If the goal of the spiritual journey, as I wrote last week, is to know and to heed God’s voice within, then the journey will consist of doing those things which help us to know God so well that we always follow his inspiration for us. I have come to think of the spiritual journey as doing those things which create the capacity within us to truly love and to be integrated—heart, mind, body and soul. Over the next three weeks I’ll be writing a three-part series: 1) about the spiritual practices that develop the capacity to hear and to heed God; 2) about building the capacity to love; and 3)about building an integrated self. It’s an artificial separation that I am proposing, because these three things are really one subject, but too much to cover in one essay.

So, looking first to spiritual practices that over the centuries have enabled people to draw close to God, we see that most of them have silence as part of them—meditation, contemplation, journaling, prayer which in a limited way uses words, but in the most expansive use is just sitting in the presence of God and communing silently. Being silent as a regular practice builds a spaciousness in us that creates a distance between us and our emotional reactions and our acculturated selves, so that we are no longer ruled by what the culture taught us. It allows us to dispassionately view what is happening to us without judging or condemning it. It brings us into the presence of God. It allows us to hear the quiet voice of God. It makes the rest of our lives run more smoothly.

Too many of us have learned to say prayers, usually rote ones, but the most powerful prayer is a silent one, just sitting in God’s presence. We don’t need to say “perfect” prayers, but we do need to pray out of our rawness, vulnerability, and intentions. See the Psalms if you have any reservations about this type of prayer: laying before God what holds us back from truly loving empties us out that God might fill us.

One specialized kind of prayer is setting intentions. By dedicating our mind, heart, soul and body to what we feel we are called to, we focus our energies and invite God into an area of our life that needs healing, thereby giving permission to the Holy Spirit to transforms us. For example, if your intention is to love someone more fully, you would gather yourself together—body, mind, soul and heart—to set that intention. That is all you have to do; the Holy Spirit will transform you so that your intention becomes a reality. Just watch over the next few months how your attitudes change towards that person. The best intentions are set about healing your own brokenness.

Even Bible study which depends upon words and knowing the Word is most productive when we are silently letting the words inform us of what God wants us to hear(Lectio Divina). What we are really searching for in all practices is the way that God is calling us from within to meet, to have a two-way communion, to listen for God’s voice within.

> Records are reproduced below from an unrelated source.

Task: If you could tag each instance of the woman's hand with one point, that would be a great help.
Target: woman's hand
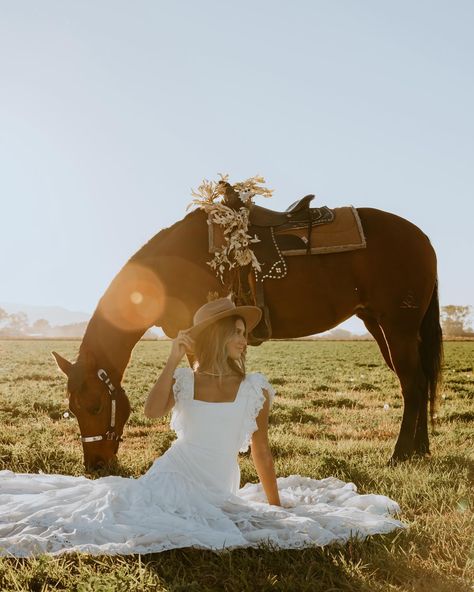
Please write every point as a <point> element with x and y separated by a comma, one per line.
<point>181,345</point>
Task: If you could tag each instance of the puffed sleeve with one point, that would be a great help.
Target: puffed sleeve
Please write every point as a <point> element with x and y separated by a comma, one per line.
<point>255,400</point>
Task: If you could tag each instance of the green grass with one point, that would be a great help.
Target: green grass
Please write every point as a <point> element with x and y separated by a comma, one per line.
<point>330,418</point>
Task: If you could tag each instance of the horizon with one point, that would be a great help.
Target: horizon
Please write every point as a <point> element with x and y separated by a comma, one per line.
<point>110,116</point>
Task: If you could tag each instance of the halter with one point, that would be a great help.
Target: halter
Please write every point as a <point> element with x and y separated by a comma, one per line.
<point>110,433</point>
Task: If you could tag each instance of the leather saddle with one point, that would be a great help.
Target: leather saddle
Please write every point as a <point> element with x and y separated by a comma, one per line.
<point>280,233</point>
<point>263,217</point>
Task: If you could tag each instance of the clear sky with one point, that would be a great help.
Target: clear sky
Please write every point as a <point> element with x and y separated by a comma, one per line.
<point>111,110</point>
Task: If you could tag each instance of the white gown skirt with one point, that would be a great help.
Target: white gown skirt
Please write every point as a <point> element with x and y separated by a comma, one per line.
<point>166,509</point>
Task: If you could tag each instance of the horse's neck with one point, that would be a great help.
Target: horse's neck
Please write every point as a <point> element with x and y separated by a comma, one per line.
<point>107,346</point>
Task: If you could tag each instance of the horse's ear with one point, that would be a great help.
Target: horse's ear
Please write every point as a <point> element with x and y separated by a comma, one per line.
<point>62,363</point>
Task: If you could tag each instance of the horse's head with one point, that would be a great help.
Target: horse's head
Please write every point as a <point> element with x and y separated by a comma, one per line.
<point>101,407</point>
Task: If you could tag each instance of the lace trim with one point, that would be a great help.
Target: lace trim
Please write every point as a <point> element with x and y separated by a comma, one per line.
<point>256,399</point>
<point>182,391</point>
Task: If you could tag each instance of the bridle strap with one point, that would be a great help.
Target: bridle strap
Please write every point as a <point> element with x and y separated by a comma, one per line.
<point>110,433</point>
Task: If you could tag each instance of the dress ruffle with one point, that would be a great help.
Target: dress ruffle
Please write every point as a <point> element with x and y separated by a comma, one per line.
<point>255,402</point>
<point>182,391</point>
<point>190,497</point>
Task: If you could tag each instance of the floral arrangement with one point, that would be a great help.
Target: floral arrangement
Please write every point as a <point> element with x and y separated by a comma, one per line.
<point>236,250</point>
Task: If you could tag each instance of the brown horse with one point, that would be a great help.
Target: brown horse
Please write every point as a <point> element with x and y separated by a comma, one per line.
<point>391,285</point>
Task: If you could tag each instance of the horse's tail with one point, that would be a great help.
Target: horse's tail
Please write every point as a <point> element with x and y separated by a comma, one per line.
<point>431,350</point>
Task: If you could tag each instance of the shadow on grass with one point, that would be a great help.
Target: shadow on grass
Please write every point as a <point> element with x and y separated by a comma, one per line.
<point>372,565</point>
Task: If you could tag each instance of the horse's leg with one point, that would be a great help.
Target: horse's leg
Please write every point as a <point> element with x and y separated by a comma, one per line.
<point>422,442</point>
<point>375,330</point>
<point>404,351</point>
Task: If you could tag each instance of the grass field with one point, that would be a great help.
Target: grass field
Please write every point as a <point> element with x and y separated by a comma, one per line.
<point>337,412</point>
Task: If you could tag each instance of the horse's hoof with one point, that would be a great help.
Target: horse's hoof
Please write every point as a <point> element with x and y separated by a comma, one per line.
<point>396,459</point>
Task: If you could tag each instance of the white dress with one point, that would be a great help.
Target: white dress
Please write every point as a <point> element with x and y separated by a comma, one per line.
<point>190,497</point>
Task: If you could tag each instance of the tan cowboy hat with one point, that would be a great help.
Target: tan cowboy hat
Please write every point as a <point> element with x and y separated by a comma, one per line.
<point>220,309</point>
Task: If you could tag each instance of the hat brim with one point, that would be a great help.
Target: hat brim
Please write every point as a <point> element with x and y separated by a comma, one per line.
<point>250,314</point>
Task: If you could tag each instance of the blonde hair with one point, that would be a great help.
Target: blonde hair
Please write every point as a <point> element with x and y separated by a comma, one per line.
<point>211,352</point>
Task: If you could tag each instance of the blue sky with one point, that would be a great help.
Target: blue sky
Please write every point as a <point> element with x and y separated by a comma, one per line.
<point>110,111</point>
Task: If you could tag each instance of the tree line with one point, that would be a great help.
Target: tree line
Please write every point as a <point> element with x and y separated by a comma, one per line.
<point>455,321</point>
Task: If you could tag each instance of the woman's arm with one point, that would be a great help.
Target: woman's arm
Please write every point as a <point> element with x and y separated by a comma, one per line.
<point>160,400</point>
<point>262,456</point>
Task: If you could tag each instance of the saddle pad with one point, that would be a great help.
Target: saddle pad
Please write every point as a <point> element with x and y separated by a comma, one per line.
<point>344,233</point>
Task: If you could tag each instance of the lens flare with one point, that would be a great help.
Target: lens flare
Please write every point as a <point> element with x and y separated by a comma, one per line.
<point>135,299</point>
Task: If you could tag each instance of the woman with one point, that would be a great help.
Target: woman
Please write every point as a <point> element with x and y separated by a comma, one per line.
<point>191,496</point>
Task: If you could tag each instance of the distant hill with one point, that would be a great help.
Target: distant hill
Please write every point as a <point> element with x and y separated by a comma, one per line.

I would posit that each us has a method for hearing God’s voice that works best for us; what we need to do is to listen for what God is calling us to, to discern how best to learn to hear God’s voice. And that method may be an evolving one, doing this practice for a while, then that, as God calls you. Maybe you are now beginning to realize why we have to be able to hear God’s voice within; the Holy Spirit within us communicates with us each step in developing the capacity to hear and heed God, and thereby, the capacity to love and to have integrity. This is a life-long practice from the time you begin.